Alexander was amused and left without feeling the least bit upset.
One time, after George Washington had assumed office as the first President of the United States, he went out on horseback for a pleasure ride, dressed in civilian clothes. Passing by a river, he noticed a military official directing two soldiers, who were trying to lift a large wooden plank onto the river bank. The bank was very high and the plank was heavy, and the two soldiers could not manage to lift it, though they were exerting their utmost strength. The official kept yelling, "Use more strength! Use more strength!" but did not attempt to help them.
Washington said, "They have already exhausted their strength! Why don't you give them a hand?"
The official glared and said loudly, "I'm a lieutenant, do you know that?"
Washington said, "Sorry, I wasn't aware. If I had known you were a lieutenant, I wouldn't have insulted you!" So saying, he took off his coat and jumped down to help the two soldiers lift the plank onto the river bank.
Eisenhower was another American President. Once, when he was still a military official and was inspecting an army barracks, he discovered the national flag hanging upside down. That was a serious mistake in the army, and the two officers who were in charge of raising and lowering the flag turned pale in fear. But Eisenhower kindly told the two, "Children! You have broken a serious military law. Now I command you to immediately lower the flag, set it upright, and raise it again!" Eisenhower's kindness won him the support of the entire U.S. military, who fondly referred to him by his nickname, Ike. It was not by mere chance that he later won the Presidential election.
The famous French military leader, Napoleon, was rather plain-looking and short in stature. However, he had remarkable resolve and vision. One night during the war, as he was inspecting camp, he came upon a sentry who had fallen asleep while on duty, leaning on his rifle. Napoleon himself stood guard until the sentry woke up. That sentry was so frightened that he got on his knees and begged forgiveness. Napoleon said, "You have toiled so hard in fighting this war with me that you have not had time to sleep. Now that you have awakened, you must do your job well. Don't let the enemy sneak in!" Now, wouldn't you think that sentry would do his best to follow Napoleon's orders from then on?

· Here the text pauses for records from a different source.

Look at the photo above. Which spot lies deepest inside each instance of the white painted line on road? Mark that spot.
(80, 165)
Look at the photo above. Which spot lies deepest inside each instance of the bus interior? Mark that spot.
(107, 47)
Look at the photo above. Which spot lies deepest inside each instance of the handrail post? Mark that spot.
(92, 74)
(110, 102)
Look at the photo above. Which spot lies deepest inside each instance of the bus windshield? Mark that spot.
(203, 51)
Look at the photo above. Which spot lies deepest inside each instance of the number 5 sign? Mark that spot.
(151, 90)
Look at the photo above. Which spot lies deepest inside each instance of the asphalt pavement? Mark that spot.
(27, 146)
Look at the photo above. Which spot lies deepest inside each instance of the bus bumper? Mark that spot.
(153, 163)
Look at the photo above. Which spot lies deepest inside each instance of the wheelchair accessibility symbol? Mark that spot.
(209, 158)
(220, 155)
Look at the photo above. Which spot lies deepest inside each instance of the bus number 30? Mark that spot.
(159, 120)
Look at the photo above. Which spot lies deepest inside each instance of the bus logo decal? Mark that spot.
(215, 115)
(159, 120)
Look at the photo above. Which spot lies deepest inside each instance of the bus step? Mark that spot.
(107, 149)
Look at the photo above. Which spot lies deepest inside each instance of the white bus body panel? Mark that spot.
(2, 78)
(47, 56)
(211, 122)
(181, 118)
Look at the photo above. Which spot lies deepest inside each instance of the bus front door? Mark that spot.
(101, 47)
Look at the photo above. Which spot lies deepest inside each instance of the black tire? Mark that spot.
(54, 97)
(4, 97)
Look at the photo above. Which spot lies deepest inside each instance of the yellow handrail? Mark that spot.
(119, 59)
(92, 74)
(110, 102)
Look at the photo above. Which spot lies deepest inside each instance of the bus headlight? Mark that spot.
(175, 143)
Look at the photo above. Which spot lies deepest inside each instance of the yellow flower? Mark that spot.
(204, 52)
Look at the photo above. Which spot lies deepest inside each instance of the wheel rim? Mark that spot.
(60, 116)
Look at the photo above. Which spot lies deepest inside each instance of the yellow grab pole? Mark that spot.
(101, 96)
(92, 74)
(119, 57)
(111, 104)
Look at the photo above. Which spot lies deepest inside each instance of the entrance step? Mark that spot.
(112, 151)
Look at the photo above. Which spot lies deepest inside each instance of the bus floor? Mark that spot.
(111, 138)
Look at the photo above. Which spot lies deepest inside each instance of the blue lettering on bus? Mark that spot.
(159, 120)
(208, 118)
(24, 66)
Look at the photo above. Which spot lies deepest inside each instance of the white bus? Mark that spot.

Another time, after he had become the Emperor of France, he and the beautiful Empress Josephine were strolling in the streets dressed in civilian clothes. A man carrying a heavy load was coming towards them. Napoleon pulled the empress to one side and allowed the man to pass first. The empress asked, "You are the Emperor. Why do you move out of the way for a common civilian?"
Napoleon said, "The emperor and the civilian are both people. He is carrying a heavy burden, while the two of us are emptyhanded. If we let him pass first, it makes his job a lot easier; meanwhile, we have not lost the dignity of our royal position." From then on, the wise Josephine held him in even higher esteem and aided him in achieving great deeds.
These anecdotes illustrate that people are respected for virtues other than their meritorious achievement and titles.